En France, les produits laitiers ont une place importante dans l’alimentation puisqu’en 2016, 98 % des Français en consomment au moins un par semaine et 56 % quotidiennement [1]. Ils sont consommés de manière très variée avec des spécificités selon les catégories : le lait plus souvent au petit déjeuner, le fromage et le yaourt plus souvent au déjeuner ou au dîner, en fin de repas.

Le Programme national nutrition santé (PNNS) recommande d’ailleurs la consommation quotidienne de plusieurs portions de produits laitiers chez l’enfant et l’adulte [2,3]. Cette recommandation est basée sur la contribution aux apports en calcium de ces aliments qui contiennent également protéines, vitamines et autres minéraux pour un apport énergétique modéré (voir V. Ginder Coupez, ce numéro) [4]. Malgré le fort ancrage des produits laitiers dans la culture alimentaire et gastronomique française, leur consommation est en déclin.

L’objectif de ce travail est de rassembler des données factuelles et récentes sur les produits laitiers en France : données de vente, consommation, profils nutritionnels et contribution aux apports nutritionnels avec un focus plus particulier sur la catégorie des produits laitiers frais fermentés comprenant les yaourts, laits fermentés, fromages blancs et petits-suisses.

Matériel et méthodes

Sources des données

Les données de marché (volume des ventes en France) entre 1994 et 2016 proviennent de Kantar Worldpanel ainsi que de la base IRi (société d’études marketing, 4, rue André-Derain, 78244 Chambourcy Cedex) [5]. Les données de population de l’Institut national de la statistique et des études économiques (INSEE) [6] ont permis d’estimer les volumes vendus par habitant.

Les données de contribution aux apports énergétiques et en nutriments ainsi que les données de consommation sont issues des enquêtes CCAF (Comportement et consommation alimentaire en France) réalisées par le Centre de recherche pour l’étude et l’observation des conditions de vie (CRÉDOC) entre 2003 et 2016. Ces enquêtes sont réalisées tous les trois ans en France sur un échantillon représentatif de la population. Les consommations des enfants et adultes français sont collectées à l’aide d’un carnet alimentaire sur une période de 7 jours consécutifs [7].

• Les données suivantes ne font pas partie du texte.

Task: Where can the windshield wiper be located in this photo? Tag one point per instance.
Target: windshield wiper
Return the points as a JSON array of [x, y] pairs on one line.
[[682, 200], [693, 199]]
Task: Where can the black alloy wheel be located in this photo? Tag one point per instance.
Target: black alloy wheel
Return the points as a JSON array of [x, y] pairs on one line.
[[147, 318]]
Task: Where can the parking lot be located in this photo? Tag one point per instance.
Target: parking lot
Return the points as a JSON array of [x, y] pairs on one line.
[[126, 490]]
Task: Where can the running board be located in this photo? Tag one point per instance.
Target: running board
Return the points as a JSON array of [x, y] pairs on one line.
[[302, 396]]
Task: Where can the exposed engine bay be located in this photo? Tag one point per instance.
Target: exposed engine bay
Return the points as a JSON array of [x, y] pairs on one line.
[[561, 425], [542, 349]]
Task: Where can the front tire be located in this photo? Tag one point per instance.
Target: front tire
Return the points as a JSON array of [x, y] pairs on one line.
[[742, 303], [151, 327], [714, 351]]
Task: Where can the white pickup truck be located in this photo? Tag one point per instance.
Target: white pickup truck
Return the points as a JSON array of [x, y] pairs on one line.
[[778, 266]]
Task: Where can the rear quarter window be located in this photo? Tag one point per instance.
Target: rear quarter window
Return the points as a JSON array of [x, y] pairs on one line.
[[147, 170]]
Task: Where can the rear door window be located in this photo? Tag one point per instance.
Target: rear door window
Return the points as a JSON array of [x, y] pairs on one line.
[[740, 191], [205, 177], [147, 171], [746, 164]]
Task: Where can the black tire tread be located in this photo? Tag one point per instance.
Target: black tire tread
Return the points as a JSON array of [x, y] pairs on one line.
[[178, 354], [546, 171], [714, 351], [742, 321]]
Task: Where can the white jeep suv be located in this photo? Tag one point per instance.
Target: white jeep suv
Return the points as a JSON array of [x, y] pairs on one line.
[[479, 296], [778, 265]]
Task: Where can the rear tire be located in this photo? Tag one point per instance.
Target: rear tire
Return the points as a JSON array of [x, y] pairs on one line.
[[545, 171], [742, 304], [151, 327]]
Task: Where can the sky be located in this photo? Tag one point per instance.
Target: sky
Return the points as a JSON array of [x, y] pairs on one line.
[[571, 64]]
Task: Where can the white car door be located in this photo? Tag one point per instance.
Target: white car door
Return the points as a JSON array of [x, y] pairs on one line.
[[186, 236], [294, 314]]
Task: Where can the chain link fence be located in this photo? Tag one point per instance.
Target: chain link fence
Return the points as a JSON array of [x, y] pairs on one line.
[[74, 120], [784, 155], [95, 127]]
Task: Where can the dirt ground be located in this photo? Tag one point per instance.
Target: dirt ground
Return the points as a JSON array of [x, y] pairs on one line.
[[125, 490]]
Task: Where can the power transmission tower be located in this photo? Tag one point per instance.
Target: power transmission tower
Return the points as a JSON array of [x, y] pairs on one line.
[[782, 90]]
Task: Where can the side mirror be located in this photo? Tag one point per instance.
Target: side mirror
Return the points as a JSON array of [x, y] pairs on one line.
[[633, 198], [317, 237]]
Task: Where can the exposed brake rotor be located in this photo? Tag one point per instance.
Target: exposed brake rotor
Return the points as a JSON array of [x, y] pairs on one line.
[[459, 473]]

Les données de profils nutritionnels proviennent soit des données de la base de l’observatoire de la qualité de l’alimentation (OQALI) qui compile les valeurs nutritionnelles affichées sur les emballages des produits [8], soit de la table de composition des aliments du Centre d’information sur la qualité des aliments (CIQUAL) [9], ou bien de la base de données du syndicat interprofessionnel des produits laitiers frais (SYNDIFRAIS).

Définition des groupes de produits laitiers

Le groupe « Yaourt » comporte les yaourts mais aussi les laits fermentés, répartis en deux sous-groupes selon leur teneur en matières grasses : les « classiques » dont la teneur en lipides est inférieure ou égale à 3,6 % et les « gourmands » avec une teneur supérieure à 3,6 %.

Le groupe « Fromages frais » comprend les fromages blancs et petit-suisse, répartis en deux sous-groupes, les fromages frais « classiques » dont la teneur en lipides est inférieure ou égale à 3,8 % et les fromages frais « gourmands » dont la teneur est supérieure à 3,8 %.

Les « produits laitiers frais fermentés » regroupent les deux catégories mentionnées ci-dessus, c’est-à-dire : les yaourts, laits fermentés, fromages blancs et petit-suisse.

Le groupe « Lait » contient les laits nature entier, demi-écrémé et écrémé.

Le groupe « Fromage » inclut les différents fromages affinés (pâte dure, pâte molle, au lait cru…).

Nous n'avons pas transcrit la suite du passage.